As children, we have plenty of time to practice learning new skills. In business, not so much. Between the constant interruptions from our treasured technology tools, the multitude of responsibilities on our plates, and the need to get the product out the door today, who has time to practice?
That’s why I constantly emphasize to clients and keynote audiences the importance of using “neuroprompts” to carve out time for practice drills at work. Neuroprompts take many forms. They might be visual reminders that keep our most important goals in front of us and help us stay focused on winning. They could be questions you pose to yourself and others to force you to pause and think differently for a minute or two; or train others to question you. They make very useful tools for reminding us to pause, think and focus as well as practice winning. Because if we don’t practice, we won’t get better at it.
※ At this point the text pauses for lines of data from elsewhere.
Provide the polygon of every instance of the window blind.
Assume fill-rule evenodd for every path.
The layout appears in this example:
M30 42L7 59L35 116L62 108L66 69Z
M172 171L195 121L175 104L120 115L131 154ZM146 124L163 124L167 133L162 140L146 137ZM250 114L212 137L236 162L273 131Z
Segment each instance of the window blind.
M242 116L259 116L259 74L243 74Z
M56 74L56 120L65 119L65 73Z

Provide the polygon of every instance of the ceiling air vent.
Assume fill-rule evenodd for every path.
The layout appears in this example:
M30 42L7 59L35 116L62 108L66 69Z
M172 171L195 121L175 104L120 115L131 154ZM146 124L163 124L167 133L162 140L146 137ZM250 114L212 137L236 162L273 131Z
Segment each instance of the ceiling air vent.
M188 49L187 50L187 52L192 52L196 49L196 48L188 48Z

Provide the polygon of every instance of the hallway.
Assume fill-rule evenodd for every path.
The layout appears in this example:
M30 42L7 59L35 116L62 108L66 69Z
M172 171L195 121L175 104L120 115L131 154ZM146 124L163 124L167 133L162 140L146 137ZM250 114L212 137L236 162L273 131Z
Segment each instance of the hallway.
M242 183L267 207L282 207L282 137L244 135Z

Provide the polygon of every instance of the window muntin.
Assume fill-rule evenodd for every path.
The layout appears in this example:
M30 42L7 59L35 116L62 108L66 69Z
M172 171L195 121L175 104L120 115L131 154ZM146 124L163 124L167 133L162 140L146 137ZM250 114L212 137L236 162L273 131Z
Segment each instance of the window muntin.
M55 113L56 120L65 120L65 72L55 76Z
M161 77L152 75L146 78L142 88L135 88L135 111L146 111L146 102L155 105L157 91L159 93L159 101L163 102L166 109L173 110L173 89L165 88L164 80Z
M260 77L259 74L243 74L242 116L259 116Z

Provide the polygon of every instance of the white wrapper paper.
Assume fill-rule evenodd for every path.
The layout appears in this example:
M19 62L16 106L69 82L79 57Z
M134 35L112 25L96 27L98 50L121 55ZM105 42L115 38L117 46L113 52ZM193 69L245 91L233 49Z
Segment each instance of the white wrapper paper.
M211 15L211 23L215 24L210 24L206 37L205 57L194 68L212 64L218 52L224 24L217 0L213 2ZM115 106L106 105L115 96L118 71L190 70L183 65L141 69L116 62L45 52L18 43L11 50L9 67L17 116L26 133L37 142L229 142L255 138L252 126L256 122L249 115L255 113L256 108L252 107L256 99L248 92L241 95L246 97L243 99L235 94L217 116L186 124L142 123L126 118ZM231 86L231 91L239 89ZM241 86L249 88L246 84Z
What does practicing winning look like?
Focusing on the right things. Constantly aligning and engaging our teams in getting to the destination. Pausing from time to time to rethink our assumptions, attitudes and beliefs about our customers and our business. Most of all, practicing winning involves becoming more intentional with our time and energy so that we dedicate them to our highest priorities rather than simply doing the next urgent thing in front of us.
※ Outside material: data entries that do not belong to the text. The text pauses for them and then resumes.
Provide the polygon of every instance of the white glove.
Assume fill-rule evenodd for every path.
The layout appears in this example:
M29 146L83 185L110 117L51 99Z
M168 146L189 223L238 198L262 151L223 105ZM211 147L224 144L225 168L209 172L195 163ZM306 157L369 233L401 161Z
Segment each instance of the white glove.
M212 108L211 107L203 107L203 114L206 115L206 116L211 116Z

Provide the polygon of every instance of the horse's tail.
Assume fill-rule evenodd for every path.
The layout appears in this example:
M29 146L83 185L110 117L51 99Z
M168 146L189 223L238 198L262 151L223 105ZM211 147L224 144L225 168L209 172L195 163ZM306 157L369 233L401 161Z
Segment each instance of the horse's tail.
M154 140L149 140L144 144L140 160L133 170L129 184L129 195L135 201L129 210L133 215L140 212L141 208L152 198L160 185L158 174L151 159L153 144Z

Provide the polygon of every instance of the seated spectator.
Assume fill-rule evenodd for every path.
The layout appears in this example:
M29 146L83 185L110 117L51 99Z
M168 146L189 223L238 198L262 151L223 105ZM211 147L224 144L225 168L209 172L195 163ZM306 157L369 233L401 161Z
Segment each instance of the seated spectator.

Neuroprompts come in a variety of sizes, shapes and formats. Sticky notes on your laptop screen or bathroom mirror. A funny cartoon on your desk that encourages you to slow down for a few minutes. A “ping” on your smart phone that reminds you to stop and refocus. Thought-bubble white boards that help you refocus and redirect after interruptions. How and where you employ neuroprompts is limited only by your imagination.
One of my favorites is a 3-minute ‘hourglass’ to help me start the day by focusing on winning. Every morning – before checking email, answering voice messages, or responding to any of the incessant demands on my attention – I sit down at my desk and spend three minutes focusing on what I need to do to win. If I’m on the road, I do it in my hotel room before breakfast. Either way, I mentally review my to-do list for the day and evaluate whether spending my time in that manner will support my vision of winning. If not, I decide whether it can be delegated, delayed or dumped altogether.
The beauty of this exercise (it really only takes three minutes!) is that it helps set priorities and manage your time more effectively. It supports a sense of confidence and enthusiasm when you make progress towards your goals. And when you get distracted, it reminds you to pause, refocus, and realign your actions with your vision of winning.
Using Neuroprompts
When working with clients, I find neuroprompts to be especially useful in getting the organization focused on winning. For example:
Assumption inventory. Once a quarter – or even monthly for industries undergoing profound change – gather your management team and ask:
- What has changed with our customers, our markets, our industry and the world at large since our last inventory?
- What assumptions are we continuing to make simply because we “know them to be true”? Of these, which are no longer valid? How do we know that?
- What processes, systems and ways of behaving are we continuing to hold onto because “we have always done it that way?”
- What ideas for new products or services have we come up with recently but didn’t follow through because “that will never work”? What has changed that might now make them feasible?
Project “pre-mortem.” When implementing a key strategic decision, ask the following questions to analyze your decision-making process before launching the project or initiative:
- Does the data supporting our decision come from multiple independent sources or just one source saying the same thing in different ways?
- Did the team engage in honest, open debate, or did we engage in “groupthink” in order to avoid conflict?
- Did the leader’s opinion unduly influence others in a certain direction?
- Did we accept the data without challenging it? Was there a rush to achieve consensus that might have caused key elements to be overlooked?
- What are we making up about this project? What voids of information are we filling in? What decisions are based on our “making stuff up” rather than on hard data?
Winning in today’s business world is not easy! It requires constant training and retraining, learning and unlearning of your brain. But it’s not likely to happen unless your regularly prompt yourself to do it. One of the great strengths of the human brain is its neuroplasticity – the ability to adapt and change. Are you using neuroprompts to leverage it?
Call to action: Identify one neuroprompt you can begin using to keep you and your team focused on winning.